Tuvieron que pasar seis años más para que se diera cumplimiento a esta condena, tiempo suficiente para que Maldonado de Silva escribiera “varios tratados que se quemaron juntos con él”. Según palabras de un testigo ocular, el clérigo Fernando de Montesinos, “con darle recaudo para escribir, de papeles viejos en que le llevaron envueltas algunas cosas que pedía, juntando unos pedazos con otros tan sutilmente que parecían una pieza misma, hizo las hojas de dichos tratados, y con pluma y tinta que hizo, ésta de carbón, aquélla de un hueso de gallina, cortado con un cuchillo que hizo de un clavo, escribió letra que parecía de molde”.
 
De todos los escritos del bachiller, sólo se salvó de la hoguera un “Cuadernillo”, fechado el 22 de noviembre de 1638, que lleva su firma como “Heli Judío Nasareo indigno del Dios de Israel, alio nombre Silva”, en el cual insiste en defender sus preceptos religiosos judíos. Todo comentario que le merece al Santo Oficio este escrito está registrado en la última hoja del mismo, debajo de su firma: “Entre infinitos cuadernos que escribió este reo, se envía este para que se vea puesto a la claridad la curiosidad de juntar papelitos”(!)
 
Igualmente, por ser agregadas también al legajo de su proceso, no se quemaron junto a él dos cartas que fueron interceptadas por el Alcaide de las cárceles secretas, escritas en latín y dirigidas a los judíos residentes en Roma, cartas que constituyen, sin duda, uno de los más conmovedores testimonios de fe dados por un judeoconverso y mártir de sus convicciones religiosas en Hispanoamérica. En dichas cartas hace una súplica a sus hermanos judíos de Roma: “Rogad por mí al Señor, hermanos queridísimos, que me dé fortaleza para sufrir el tormento del fuego: pues tengo cercana la muerte, y no tengo otro que me ayude sino Dios, espero en El sin duda la vida eterna”.
 
El 23 de enero de 1639, por fin, tiene lugar en la Ciudad de los Reyes, Lima, el Auto de Fe más grande de América del Sur. Sus pormenores se conocen gracias al relato del clérigo Fernando de Montesinos, cuyo texto se imprimió posteriormente, en 1640, en Madrid. Fueron condenados, en esta ocasión 63 judaizantes, entre ellos dos mujeres. Once de los condenados debían ser quemados en la hoguera.
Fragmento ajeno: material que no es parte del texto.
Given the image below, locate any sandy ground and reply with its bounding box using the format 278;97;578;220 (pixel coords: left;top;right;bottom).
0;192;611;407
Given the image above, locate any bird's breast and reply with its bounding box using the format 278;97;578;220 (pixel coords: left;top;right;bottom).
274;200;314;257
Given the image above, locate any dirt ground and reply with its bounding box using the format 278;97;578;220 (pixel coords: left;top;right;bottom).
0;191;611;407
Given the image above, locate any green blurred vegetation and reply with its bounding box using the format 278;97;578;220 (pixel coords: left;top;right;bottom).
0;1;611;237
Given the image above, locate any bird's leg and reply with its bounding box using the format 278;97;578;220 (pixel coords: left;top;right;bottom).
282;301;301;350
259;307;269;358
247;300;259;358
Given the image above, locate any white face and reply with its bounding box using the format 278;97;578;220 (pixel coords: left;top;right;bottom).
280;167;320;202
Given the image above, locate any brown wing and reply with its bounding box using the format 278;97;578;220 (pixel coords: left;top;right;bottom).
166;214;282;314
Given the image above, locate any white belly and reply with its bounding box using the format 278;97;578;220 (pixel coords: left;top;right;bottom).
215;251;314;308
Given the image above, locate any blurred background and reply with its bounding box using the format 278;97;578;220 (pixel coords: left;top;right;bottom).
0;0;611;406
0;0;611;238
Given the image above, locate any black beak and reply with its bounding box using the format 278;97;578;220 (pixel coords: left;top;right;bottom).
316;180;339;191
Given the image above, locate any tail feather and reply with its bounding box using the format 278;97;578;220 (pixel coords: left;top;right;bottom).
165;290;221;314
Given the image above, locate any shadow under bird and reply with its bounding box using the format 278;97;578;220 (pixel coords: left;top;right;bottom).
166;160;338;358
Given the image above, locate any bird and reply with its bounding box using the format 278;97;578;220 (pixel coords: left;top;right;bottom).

El bachiller Francisco Maldonado de Silva estaba también en la lista.
 
El clérigo De Montesinos habla en su relato de la “procesión de los penitenciados”, cada uno caminando con la cruz en sus manos, “menos el licenciado Silva que no la quiso llevar por ir rebelde”.
 
Para escuchar la lectura de las sentencias, se ubicó a los acusados en un tablado construido especialmente para este fin. Lo que presenció allí el clérigo también lo menciona en su libelo:
 
“Y es digno de reparo que aviándose acabado de hazer la relación de las causas de los relaxados, se levantó un viento tan recio, que afirman vezinos antiguos desta ciudad no aver visto otro tan fuerte en muchos años. Rompió con toda la violencia la vela que hacía sombra al tablado, por la misma parte y lugar donde estaba este condenado, el qual, mirando al cielo, dixo: esto lo ha dispuesto assi el Dios de Israel para verme cara a cara desde el cielo”.
 
A su vez, el informe que los Inquisidores de Lima enviaron a sus superiores en Madrid, expresa, al final: “En 23 de Henero, domingo, día de San Alfonso de 1639, año que se celebró el auto de la fee, salió el reo bachiller Francisco Maldonado de Silva, por otro nombre Heli Judío Napareo, indigno del Dios de Hisrrael, con los libros que manifestó en la audiencia de 12 de noviembre de 1638 al cuello, y oída su sentencia fue relajado a la justicia y brazo seglar que le quemó vivo con los dichos libros y murió pertinaz”.